Me di una larga ducha caliente y al salir me pregunté quién era la rubia del espejo. Yo no, pensé. Probablemente la próxima semana iría al centro comercial a que me tiñeran el pelo de su color original. Una rubia en la familia es suficiente.
El aire que entraba por la ventana del dormitorio olía a verano, así que me decidí a dormir en ropa interior y camiseta. Se acabaron los camisones de franela hasta noviembre próximo. Me puse una camiseta blanca y me metí debajo del cobertor. Apagué la luz y me quedé así, tumbada en la oscuridad, largo rato, sintiéndome sola.
Había dos hombres en mi vida y no sabía qué pensar de ninguno de los dos. Es raro cómo salen las cosas. Morelli lleva entrando y saliendo de mi vida desde que tenía seis años. Es como un cometa que cada diez años entra en mi campo gravitatorio, me circunvala furiosamente y vuelve a salir despedido al espacio. Nuestras necesidades nunca parecen alinearse del todo.
Ranger es nuevo en mi vida. Es un elemento desconocido, que empezó como mentor y ha acabado como… ¿qué? Es difícil saber exactamente lo que Ranger quiere de mí. O lo que yo quiero de él. Satisfacción sexual. Más allá de esto no estoy segura. Me dio un escalofrío al pensar en una relación sexual con Ranger. Sé tan poco de él que, en cierto sentido, sería como hacer el amor con los ojos vendados…, pura sensación y exploración físicas. Y confianza. Ranger tiene algo que transmite confianza.

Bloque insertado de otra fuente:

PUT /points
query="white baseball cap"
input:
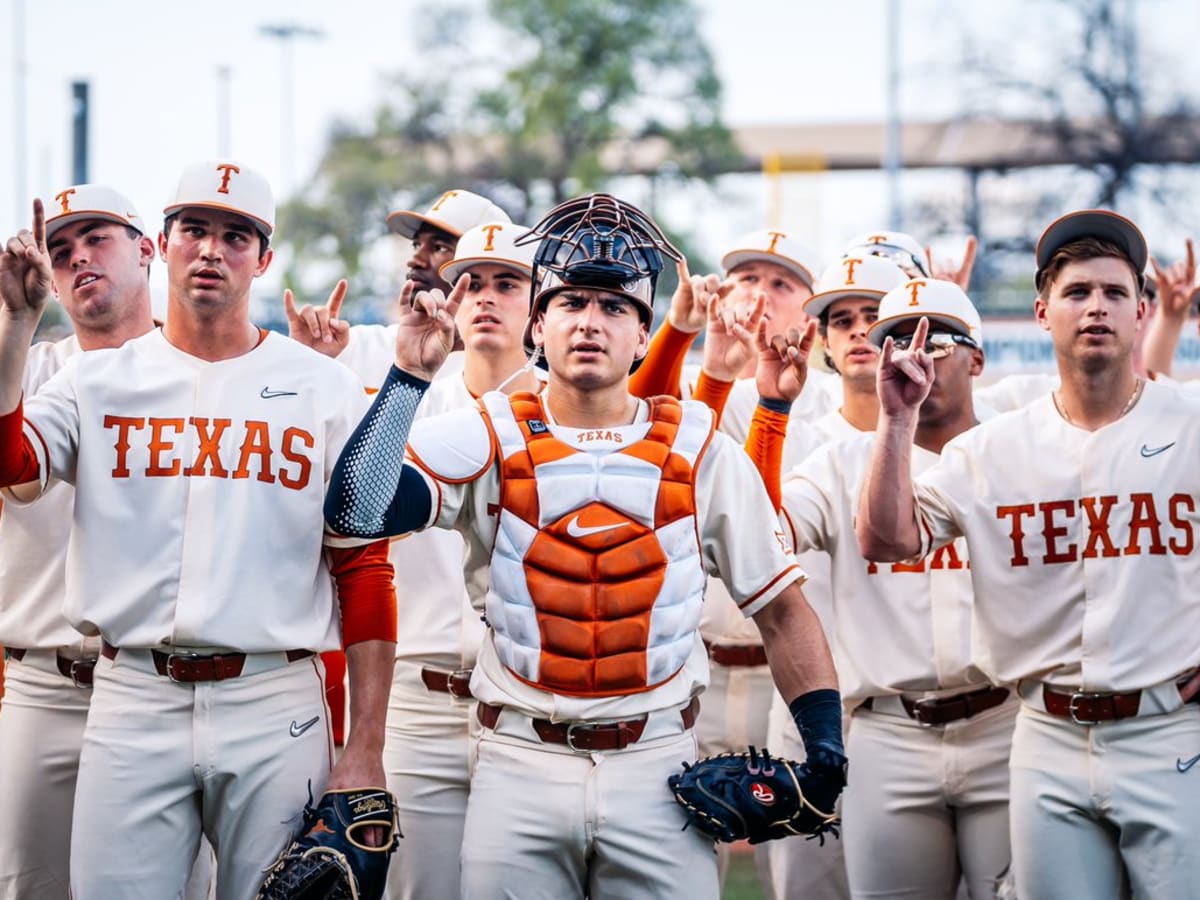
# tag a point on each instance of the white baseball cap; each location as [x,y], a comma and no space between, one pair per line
[222,184]
[773,246]
[901,249]
[853,276]
[491,243]
[81,202]
[454,211]
[942,303]
[1093,223]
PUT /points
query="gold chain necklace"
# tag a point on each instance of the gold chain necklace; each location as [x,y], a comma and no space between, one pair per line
[1133,399]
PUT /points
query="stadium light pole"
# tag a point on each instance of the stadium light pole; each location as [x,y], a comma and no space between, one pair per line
[19,162]
[892,153]
[286,34]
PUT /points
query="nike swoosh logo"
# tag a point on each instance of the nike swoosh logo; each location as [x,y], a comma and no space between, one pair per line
[1147,453]
[298,730]
[576,531]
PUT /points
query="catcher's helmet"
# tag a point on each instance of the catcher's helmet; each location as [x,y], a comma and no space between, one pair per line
[597,241]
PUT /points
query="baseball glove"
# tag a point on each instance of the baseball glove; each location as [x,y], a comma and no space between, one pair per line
[755,797]
[327,861]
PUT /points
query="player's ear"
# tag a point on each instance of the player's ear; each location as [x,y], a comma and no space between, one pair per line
[264,262]
[145,251]
[1039,313]
[976,363]
[643,340]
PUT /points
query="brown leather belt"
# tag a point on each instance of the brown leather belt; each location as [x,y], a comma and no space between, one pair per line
[191,667]
[943,711]
[1091,707]
[737,654]
[81,671]
[585,736]
[456,684]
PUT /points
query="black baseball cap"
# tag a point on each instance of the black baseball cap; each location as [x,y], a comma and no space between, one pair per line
[1099,223]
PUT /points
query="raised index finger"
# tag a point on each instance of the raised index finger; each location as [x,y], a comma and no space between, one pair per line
[919,334]
[337,297]
[40,225]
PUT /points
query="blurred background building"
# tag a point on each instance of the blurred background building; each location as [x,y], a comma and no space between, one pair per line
[937,117]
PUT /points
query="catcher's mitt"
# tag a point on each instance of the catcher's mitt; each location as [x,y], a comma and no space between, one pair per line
[755,797]
[327,861]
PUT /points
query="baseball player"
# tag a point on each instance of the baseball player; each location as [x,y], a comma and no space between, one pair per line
[845,306]
[100,257]
[1081,526]
[738,700]
[199,455]
[438,635]
[934,801]
[598,515]
[435,234]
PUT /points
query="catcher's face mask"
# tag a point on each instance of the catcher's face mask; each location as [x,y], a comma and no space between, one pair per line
[597,241]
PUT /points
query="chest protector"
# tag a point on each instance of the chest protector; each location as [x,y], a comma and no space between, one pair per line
[597,575]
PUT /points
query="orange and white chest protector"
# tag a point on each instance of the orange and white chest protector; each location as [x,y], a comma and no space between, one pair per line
[597,575]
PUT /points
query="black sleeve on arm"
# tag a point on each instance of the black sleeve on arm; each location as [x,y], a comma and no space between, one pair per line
[373,493]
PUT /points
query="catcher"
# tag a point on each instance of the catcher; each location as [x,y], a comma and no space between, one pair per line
[599,516]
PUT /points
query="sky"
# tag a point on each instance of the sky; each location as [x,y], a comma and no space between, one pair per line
[157,97]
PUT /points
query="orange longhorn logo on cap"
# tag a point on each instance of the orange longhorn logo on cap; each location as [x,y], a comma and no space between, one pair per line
[913,289]
[442,199]
[850,263]
[228,168]
[65,199]
[490,247]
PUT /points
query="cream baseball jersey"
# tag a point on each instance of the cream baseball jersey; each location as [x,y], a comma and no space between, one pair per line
[34,539]
[198,492]
[721,621]
[437,624]
[1083,544]
[733,522]
[900,628]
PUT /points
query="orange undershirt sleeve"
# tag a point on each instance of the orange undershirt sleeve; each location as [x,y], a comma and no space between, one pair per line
[365,592]
[765,445]
[663,365]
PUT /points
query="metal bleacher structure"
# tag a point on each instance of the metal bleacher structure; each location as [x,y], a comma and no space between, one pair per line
[976,148]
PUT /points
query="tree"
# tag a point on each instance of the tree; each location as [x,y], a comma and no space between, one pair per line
[1090,95]
[551,113]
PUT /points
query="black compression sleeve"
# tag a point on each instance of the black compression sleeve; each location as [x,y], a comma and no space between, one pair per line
[373,493]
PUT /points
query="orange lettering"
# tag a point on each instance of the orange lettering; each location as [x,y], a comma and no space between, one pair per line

Los número azules de mi reloj digital flotaban en la oscuridad de la habitación. Era la una en punto. No podía dormir. Una imagen de Sophia apareció en mi cabeza. Cerré los ojos con fuerza para borrarla. Siguieron pasando los minutos de insomnio. Los números azules decían 1.30.
Y entonces, en el silencio del apartamento, oí el lejano click del cerrojo al abrirse. Y el leve rozar de la cadena de seguridad rota colgando de la puerta de madera. El corazón se me detuvo en el pecho. Cuando volvió a latir lo hizo tan fuerte que me nublaba la vista. Había alguien en el apartamento.
Los pasos eran ligeros. Descuidados. No se detenían periódicamente para escuchar, para observar en la oscuridad del apartamento. Intenté controlar la respiración, calmar el corazón. Sospechaba que conocería la identidad del intruso, pero aquello no lograba disminuir el pánico.
Se detuvo en la puerta del dormitorio y golpeó suavemente en el quicio.
– ¿Estás despierta?
– Ahora sí. Me has dado un susto de muerte.
Era Ranger.
– Quiero verte -dijo-. ¿Tienes una luz de noche?
– En el baño.
Trajo la luz del baño y la enchufó en una toma de corriente del dormitorio. No daba mucha luz, pero era suficiente para verle claramente.
– Bueno -dije chascándome los nudillos mentalmente-. ¿Qué pasa? ¿Está bien DeChooch?
Ranger se quitó el cinturón y lo dejó caer al suelo.
– DeChooch se encuentra perfectamente, pero tú y yo tenemos asuntos sin resolver.